Trying to delete duplicates (but leave 1 behind) is tricky in itself. I recorded notes on it one time here — using “row_number()” to act as the iniquitie, https://til.secretgeek.net/sql_server/delete_duplicate_rows....

LeonB · on July 29, 2023

(I just noticed that I emitted the word “iniquitie” above, where I thought I’d written “uniquifier” — and have just confirmed that autocorrect was responsible. Strangely, in context, the word “iniquitie” sort of “appears” to be an appropriate word, when its meaning is certainly not. I found that interesting.)

SoftTalker · on July 28, 2023

Logs usually have a timestamp that would differentiate the two events.

vikingerik · on July 28, 2023

Not necessarily - the clock source for logging is often at millisecond resolution, but at the speed of modern systems you could pile up quite a few log entries in a millisecond.

I handle this by having a guid field for a primary key on such tables where there isn't a naturally unique index in the shape of the data. So something is unique, and you can delete or ignore other rows relative to that. (Just don't make your guid PK clustered; I use create-date or log-date for that.)

kmeisthax · on July 28, 2023

Your log tables don't have timestamps or line numbers on them?

More generally (and formally) speaking, multisets violate normalization.

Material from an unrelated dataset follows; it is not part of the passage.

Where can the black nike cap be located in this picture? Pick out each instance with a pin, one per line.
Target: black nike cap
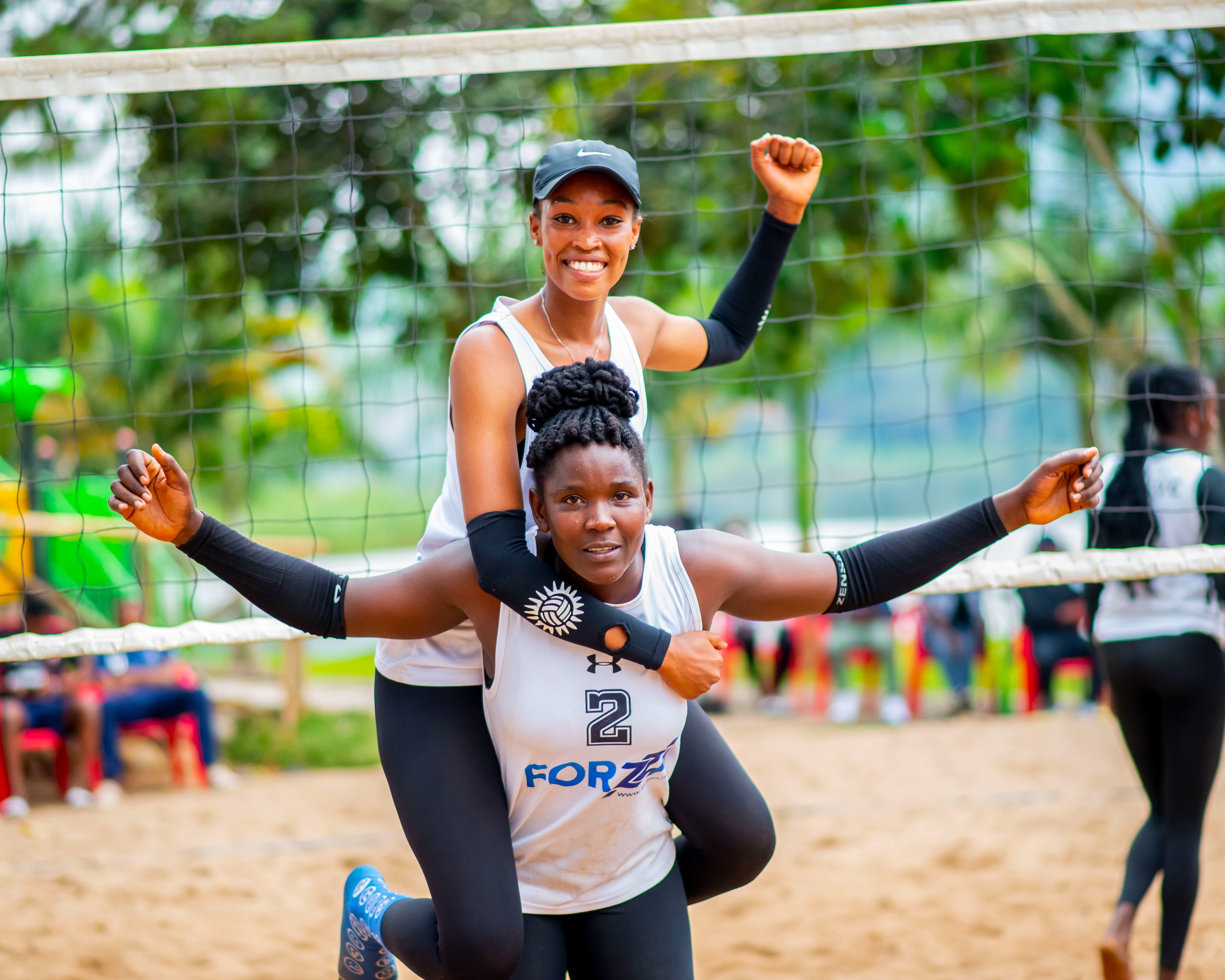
(567, 160)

Either you add information to the primary key to identify the copies or you roll the copies up into a quantity field. I can't think of any kind of data where neither of these would be good options.

deely3 · on July 28, 2023

Primary key and quantity field could be not a perfect solution from performance point of view. Timestamps does not guarantee uniqueness.

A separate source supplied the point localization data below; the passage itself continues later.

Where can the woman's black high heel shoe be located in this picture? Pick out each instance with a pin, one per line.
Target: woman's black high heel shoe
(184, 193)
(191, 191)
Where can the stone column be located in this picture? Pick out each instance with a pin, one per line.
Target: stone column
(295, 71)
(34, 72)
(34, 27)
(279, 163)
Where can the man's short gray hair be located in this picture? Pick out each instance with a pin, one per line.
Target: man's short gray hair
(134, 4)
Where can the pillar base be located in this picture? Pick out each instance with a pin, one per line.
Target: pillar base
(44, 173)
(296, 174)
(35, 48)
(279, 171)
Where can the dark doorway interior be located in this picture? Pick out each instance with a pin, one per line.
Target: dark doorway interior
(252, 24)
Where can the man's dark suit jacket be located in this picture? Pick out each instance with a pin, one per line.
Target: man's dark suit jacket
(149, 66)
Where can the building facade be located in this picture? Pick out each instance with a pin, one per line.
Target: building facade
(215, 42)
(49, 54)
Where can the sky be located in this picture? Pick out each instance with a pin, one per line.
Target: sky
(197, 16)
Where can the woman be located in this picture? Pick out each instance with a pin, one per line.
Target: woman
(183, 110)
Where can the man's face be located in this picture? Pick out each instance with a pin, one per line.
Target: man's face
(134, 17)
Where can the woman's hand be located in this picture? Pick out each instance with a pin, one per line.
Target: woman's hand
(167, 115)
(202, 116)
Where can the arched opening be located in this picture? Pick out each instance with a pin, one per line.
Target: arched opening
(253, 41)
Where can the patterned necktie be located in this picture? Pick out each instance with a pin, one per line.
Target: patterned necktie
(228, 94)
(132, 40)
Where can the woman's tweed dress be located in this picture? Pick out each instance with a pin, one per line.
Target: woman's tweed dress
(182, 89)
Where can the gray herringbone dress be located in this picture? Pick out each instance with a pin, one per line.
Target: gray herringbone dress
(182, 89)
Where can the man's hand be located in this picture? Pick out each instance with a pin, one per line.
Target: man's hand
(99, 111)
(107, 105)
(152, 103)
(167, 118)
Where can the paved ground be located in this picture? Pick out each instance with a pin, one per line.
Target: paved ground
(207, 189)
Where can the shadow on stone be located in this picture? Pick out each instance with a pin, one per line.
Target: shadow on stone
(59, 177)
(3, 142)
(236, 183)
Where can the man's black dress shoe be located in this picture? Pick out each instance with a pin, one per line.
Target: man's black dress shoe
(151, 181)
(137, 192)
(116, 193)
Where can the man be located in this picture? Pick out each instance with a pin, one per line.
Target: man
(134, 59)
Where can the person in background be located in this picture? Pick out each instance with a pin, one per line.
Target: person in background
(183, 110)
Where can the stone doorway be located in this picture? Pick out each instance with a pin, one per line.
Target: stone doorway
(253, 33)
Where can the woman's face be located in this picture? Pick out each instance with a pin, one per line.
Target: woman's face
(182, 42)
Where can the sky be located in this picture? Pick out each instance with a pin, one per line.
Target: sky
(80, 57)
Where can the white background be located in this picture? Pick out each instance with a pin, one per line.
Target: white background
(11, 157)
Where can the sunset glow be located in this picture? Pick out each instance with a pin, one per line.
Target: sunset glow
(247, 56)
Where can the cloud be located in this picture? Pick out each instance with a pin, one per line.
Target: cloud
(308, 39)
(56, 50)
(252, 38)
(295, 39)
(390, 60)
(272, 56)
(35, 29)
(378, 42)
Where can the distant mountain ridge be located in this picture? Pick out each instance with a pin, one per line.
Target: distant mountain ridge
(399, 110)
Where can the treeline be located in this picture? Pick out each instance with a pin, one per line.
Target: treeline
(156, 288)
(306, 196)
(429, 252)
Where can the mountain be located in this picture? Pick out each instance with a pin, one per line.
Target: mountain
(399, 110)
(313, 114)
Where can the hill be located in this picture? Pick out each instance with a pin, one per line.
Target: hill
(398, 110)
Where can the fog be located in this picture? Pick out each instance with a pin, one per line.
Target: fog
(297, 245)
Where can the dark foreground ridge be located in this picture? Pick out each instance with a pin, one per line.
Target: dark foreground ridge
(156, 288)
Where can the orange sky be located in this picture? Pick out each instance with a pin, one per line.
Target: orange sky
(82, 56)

Look, Im not trying to win the argument. In most cases you definitely right, my point is that sometime you have to work with working legacy code/system, and sometime this system could have some unique features.

Dylan16807 · on July 29, 2023

It's still not something you "want to have", it's something you might be forced to deal with because someone screwed up the design.

And ensuring you have a real primary key should only be good for performance, in the realm of SQL databases.

gregw2 · on July 28, 2023

I spent time researching this a while back.

The duplicate row issue is part of why I don't use MINUS for table value comparisons, nor RECURSIVE like the original article suggests (which is not supported in all databases and scarier for junior developers)... You can accomplish the same thing and handle that dupes scenario too, with just GROUP BY/UNION ALL/HAVING, using the following technique:

https://github.com/gregw2hn/handy_sql_queries/blob/main/sql_...

It will catch both if you have 1 row for a set of values in one table and 0 in another... or vice-versa... or 1 row for a set of values in one table and 2+ (dupes) in another.

I have compared every row + every column value of billion-row tables in under a minute on a columnar database with this technique.

Pseudocode summary explanation: Create (via group by) a rowcount for every single set of column values you give it from table A, create that same rowcount for every single set of column values from table B, then compare if those rowcounts match for all rows, and lets you know if they don't (sorted to make it easier to read when you do have differences). A nice fast set-based operation.